No details of the proposal were immediately available on the board’s website, but the latest recommendation from Jefferson County Public Schools Superintendent Marty Pollio was to cut transportation for nearly all magnet and traditional school students.

Duncan said that transportation staff met individually with each board member Tuesday and presented several options. One option, according to Duncan, is to make the cuts to magnet and traditional schools, consolidate to fewer start times, and rework routes so that they are more regional. A second option would also consolidate to fewer start times and rework the routes, but maintain transportation for magnet and traditional students, Duncan said. However, she said JCPS staff told her that option would result in students losing 6 million instructional minutes to delays over the course of the school year. Students have already lost more than 7 million instructional minutes this year, under the current plan, according to JCPS staff.

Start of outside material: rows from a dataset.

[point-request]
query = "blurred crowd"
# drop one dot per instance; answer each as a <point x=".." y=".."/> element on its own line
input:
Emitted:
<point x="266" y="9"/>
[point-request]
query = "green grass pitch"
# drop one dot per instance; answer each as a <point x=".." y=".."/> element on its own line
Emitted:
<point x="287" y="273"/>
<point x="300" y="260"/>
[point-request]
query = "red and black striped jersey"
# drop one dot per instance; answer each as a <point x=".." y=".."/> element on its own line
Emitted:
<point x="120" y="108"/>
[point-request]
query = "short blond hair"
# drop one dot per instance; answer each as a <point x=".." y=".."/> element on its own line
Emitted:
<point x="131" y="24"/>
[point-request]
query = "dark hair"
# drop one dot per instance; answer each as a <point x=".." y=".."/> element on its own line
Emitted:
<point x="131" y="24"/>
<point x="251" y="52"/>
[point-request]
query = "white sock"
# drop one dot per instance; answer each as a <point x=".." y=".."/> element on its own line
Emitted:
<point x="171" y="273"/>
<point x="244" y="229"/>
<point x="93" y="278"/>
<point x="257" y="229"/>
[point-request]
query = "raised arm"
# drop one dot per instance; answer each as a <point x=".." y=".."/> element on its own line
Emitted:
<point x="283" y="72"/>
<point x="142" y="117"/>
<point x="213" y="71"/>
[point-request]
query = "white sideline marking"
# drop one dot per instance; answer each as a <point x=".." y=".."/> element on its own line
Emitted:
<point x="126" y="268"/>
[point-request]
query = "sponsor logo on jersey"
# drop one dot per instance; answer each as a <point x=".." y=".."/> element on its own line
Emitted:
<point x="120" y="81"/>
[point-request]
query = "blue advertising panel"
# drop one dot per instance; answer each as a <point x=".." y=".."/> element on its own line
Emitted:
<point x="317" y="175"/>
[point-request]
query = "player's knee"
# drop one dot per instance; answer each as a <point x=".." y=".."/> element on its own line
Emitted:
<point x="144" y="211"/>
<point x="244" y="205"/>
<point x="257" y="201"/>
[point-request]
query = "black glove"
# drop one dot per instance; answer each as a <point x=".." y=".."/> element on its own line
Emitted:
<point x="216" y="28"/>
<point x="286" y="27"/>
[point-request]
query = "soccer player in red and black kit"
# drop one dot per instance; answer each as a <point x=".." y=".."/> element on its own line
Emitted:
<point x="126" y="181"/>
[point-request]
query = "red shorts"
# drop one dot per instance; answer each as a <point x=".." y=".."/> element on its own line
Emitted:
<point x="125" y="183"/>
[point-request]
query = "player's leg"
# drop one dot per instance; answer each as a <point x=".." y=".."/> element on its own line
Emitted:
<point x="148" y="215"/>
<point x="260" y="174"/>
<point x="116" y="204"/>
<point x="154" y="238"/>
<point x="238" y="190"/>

Duncan said staff also presented the option of maintaining the current plan, and another option that cut magnet transportation except to schools that had high levels of poverty.

Asked if Duncan thought the public had enough notice to weigh on the plans, Duncan argued that it’s not an issue for the public to determine.

“I don't know that it's an issue that you take to the public and say ‘Which one of these three things do you like the best? And we'll go with that.’ … I think this is one where we have to use our best judgment based on what transportation people are telling us.”

The meeting will be held at the VanHoose Education Center, which has a maximum capacity of 142 people. That’s left dozens of people waiting in the parking lot during recent meetings.

Duncan along with board members Chris Kolb of District 2 and Joe Marshall of District 4 called the meeting.

Duncan said not all board members were supportive of moving up the vote.

Under board policy, a special meeting can be called by either the board chair or any three members of the board.

This story has been updated with additional information.